21.4 - Locating Genes, Genetic Screening, And Counselling Flashcards
How has recombinant DNA technology contributed to diagnosing and treating genetic disorders?
Recombinant DNA technology enables the diagnosis and treatment of genetic disorders by allowing scientists to locate specific DNA sequences (genes). This is achieved using labelled DNA probes and DNA hybridisation.
What is a DNA probe, and what are the two main types?
- A DNA probe is a short, single-stranded length of DNA with an identifiable label.
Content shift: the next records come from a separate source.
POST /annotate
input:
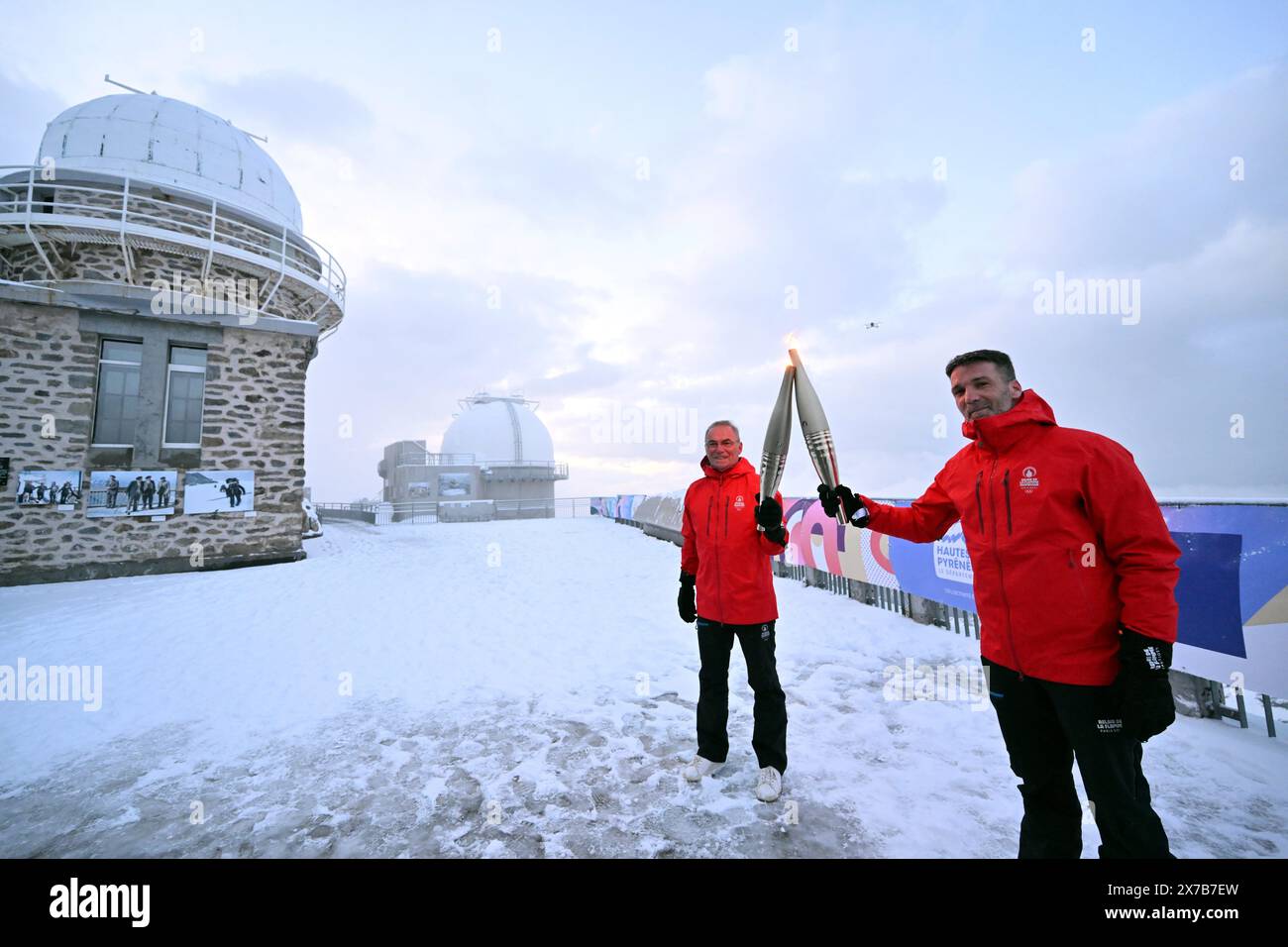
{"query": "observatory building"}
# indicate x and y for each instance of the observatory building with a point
(496, 462)
(159, 309)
The two most commonly used probes are:
1) Radioactively labelled probes – Made of nucleotides containing the isotope 32P, identified using X-ray film exposed by radioactivity.
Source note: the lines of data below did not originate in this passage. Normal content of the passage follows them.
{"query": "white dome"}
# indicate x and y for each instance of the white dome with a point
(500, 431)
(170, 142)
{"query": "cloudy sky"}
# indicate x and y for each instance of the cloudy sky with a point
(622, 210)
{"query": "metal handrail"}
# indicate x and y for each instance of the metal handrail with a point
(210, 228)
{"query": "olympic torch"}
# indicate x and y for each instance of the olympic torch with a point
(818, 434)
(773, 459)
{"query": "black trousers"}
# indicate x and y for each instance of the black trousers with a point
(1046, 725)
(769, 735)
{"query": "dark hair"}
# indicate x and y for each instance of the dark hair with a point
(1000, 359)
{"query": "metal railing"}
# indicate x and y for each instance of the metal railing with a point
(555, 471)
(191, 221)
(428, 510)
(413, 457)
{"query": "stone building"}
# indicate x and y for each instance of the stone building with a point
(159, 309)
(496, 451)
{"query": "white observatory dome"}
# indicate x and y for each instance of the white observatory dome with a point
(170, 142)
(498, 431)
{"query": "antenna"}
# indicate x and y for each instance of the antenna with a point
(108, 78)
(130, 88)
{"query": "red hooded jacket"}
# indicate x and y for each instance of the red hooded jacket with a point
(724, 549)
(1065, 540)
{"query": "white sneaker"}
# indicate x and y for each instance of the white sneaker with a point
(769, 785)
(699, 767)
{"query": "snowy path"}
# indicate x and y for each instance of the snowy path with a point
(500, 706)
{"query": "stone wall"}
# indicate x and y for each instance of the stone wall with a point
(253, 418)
2) Fluorescently labelled probes – Emit light under certain conditions, e.g., when binding to the target DNA sequence
How are DNA probes used to identify specific alleles of genes?
DNA probes identify particular alleles by:
- Designing a probe with base sequences complementary to the allele of interest.
- Separating the double-stranded DNA being tested.
- Mixing the separated strands with the probe, which binds to the complementary sequence (DNA hybridisation).
- Identifying the probe’s binding site via radioactivity or fluorescence
What is DNA hybridisation, and how does it occur?
- DNA hybridisation occurs when a single-stranded section of DNA or RNA combines with a complementary DNA strand. The process involves:
1) Denaturation – Heating the DNA to separate the two strands.
2) Annealing – Cooling the mixture to allow complementary bases to recombine.
3) If complementary DNA strands are present in the mixture, they may hybridise with the separated strands.
How are DNA probes and hybridisation used to locate specific alleles, such as a mutant allele causing a genetic disorder?
1) Determining the base sequence of the mutant allele using DNA sequencing or genetic libraries.
2) Producing a DNA fragment with complementary bases to the mutant allele.
3) Creating multiple copies of the probe using polymerase chain reaction (PCR).
4) Attaching a marker (e.g., fluorescent dye) to the probe.
5) Heating the patient’s DNA to separate strands.
6) Cooling the DNA in a solution containing probes.
7) If the mutant allele is present, the probe will bind due to complementary sequences.
8) Washing away unattached probes.
9) Detecting fluorescently labelled hybridised DNA using a special microscope.
Why is genetic screening important, and how does it work?
Genetic screening identifies individuals carrying mutant alleles, allowing them to assess the risk of passing genetic disorders to offspring. The process involves:
1) Screening individuals with a family history of genetic diseases.
2) Determining carrier status for recessive disorders.
3) Providing genetic counselling to discuss the risks and implications.
4) Using DNA probe arrays to screen for multiple disorders at once by detecting fluorescence.
How is genetic screening used to detect oncogenes and cancer risks?
Genetic screening helps detect:
- Oncogene mutations – Determines the type of cancer and the best treatment (e.g., drugs or radiotherapy).
- Predictive gene changes – Identifies patients most likely to benefit from specific treatments. Example: Herceptin for breast cancer.
- Single cancer cells – Detects patients at risk of relapse from leukaemia.
Individuals with a mutated tumour suppressor gene, increasing cancer risk.
What is personalised medicine, and how does genetic screening contribute to it?
Personalised medicine tailors treatments based on an individual’s genotype. Genetic screening helps:
- Determine the optimal drug dosage to ensure effectiveness.
- Avoid harmful medications or unnecessary prescriptions.
- Improve painkiller efficacy by checking for genes affecting enzyme function.
- Assess the risks and benefits of supplements, such as vitamin E for diabetics.
What is genetic counselling, and how does it assist individuals?
- Genetic counselling provides information and support to individuals regarding inherited diseases. Key roles include:
- Researching family history of genetic disorders.
- Advising on the probability of passing on conditions.
- Explaining the medical, emotional, and economic impacts of genetic diseases.
- Suggesting further genetic tests (e.g., IVF embryo screening).
- Guiding cancer patients on treatment options based on genetic screening.
How does genetic counselling help individuals with a family history of sickle-cell anaemia?
- If a mother carries the sickle-cell allele and the father does not, their children will be carriers but unaffected. However, if both parents carry the allele:
- 25% chance the child will inherit sickle-cell anaemia.
- 50% chance the child will be a carrier.
- 25% chance the child will be unaffected.
- The counsellor provides information on the disease’s impact and potential genetic testing options.